Corneal neovascularization was induced secondary to inflammation incited by silver nitrate cautery in the rat eye. Seventy–two Long Evans rats were divided into eight groups. The animals were treated in accordance with the ARVO guidelines on the care and use of animals in research. After corneal cauterization, the eyes received one drop twice per day of either pH–neutralized ascorbic acid (100 mg/ml, 50 mg/ml, 10 mg/ml, 5 mg/ml, 500 µg/ml or 250 µg/ml); 100 mg/ml of non pH–neutralized ascorbic acid; or normal saline. The study lasted seven days. The percent area of corneal neovascularization was determined with digital image analysis.
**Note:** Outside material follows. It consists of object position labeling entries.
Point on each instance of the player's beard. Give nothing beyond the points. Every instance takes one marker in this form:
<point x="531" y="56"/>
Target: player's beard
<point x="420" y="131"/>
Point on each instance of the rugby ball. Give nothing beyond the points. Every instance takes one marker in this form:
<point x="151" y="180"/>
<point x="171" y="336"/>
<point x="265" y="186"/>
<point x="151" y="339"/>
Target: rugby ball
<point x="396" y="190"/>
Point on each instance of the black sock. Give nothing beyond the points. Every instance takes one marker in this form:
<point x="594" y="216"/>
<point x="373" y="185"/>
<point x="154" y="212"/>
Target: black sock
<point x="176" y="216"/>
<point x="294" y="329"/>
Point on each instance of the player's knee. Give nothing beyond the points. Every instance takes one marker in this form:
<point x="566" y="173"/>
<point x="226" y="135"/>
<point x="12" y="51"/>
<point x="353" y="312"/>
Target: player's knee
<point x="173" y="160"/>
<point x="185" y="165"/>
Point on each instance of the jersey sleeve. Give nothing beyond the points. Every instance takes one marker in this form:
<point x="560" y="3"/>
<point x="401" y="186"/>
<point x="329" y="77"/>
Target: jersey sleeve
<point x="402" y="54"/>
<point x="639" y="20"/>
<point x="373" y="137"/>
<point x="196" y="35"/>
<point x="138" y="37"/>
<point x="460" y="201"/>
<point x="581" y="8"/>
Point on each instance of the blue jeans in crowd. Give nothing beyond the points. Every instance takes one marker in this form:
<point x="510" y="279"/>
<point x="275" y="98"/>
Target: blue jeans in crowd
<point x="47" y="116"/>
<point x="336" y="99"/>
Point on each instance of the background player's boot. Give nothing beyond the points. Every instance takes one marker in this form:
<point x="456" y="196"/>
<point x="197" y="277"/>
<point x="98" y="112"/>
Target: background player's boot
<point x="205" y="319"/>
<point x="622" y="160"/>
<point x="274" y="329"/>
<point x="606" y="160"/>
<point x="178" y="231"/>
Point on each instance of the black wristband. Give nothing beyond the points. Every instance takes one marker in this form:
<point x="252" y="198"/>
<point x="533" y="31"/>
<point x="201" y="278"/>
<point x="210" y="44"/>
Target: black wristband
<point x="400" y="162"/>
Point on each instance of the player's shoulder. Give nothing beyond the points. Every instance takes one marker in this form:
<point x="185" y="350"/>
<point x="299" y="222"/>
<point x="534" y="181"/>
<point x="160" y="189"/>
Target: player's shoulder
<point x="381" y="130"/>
Topically applied pH–neutralized ascorbic acid in concentrations of 100 mg/ml (p<0.01), 50 mg/ml (p<0.01), 10 mg/ml (p<0.01), 5 mg/ml (p<0.01), 1 mg/ml (p<0.01) and 500 µg/ml (p<0.05) appears to inhibit corneal neovascularization in the rat model. The concentration of 250 µg/ml did not significantly inhibit angiogenesis compared with the control group (p>0.05). Non pH–neutralized ascorbic acid (100 mg/ml) also significantly inhibited corneal angiogenesis (p<0.01).
Topical treatment with both pH–neutralized and non pH–neutralized ascorbic acid inhibited angiogenesis in an experimentally induced inflammatory corneal neovascularization in the rat eye.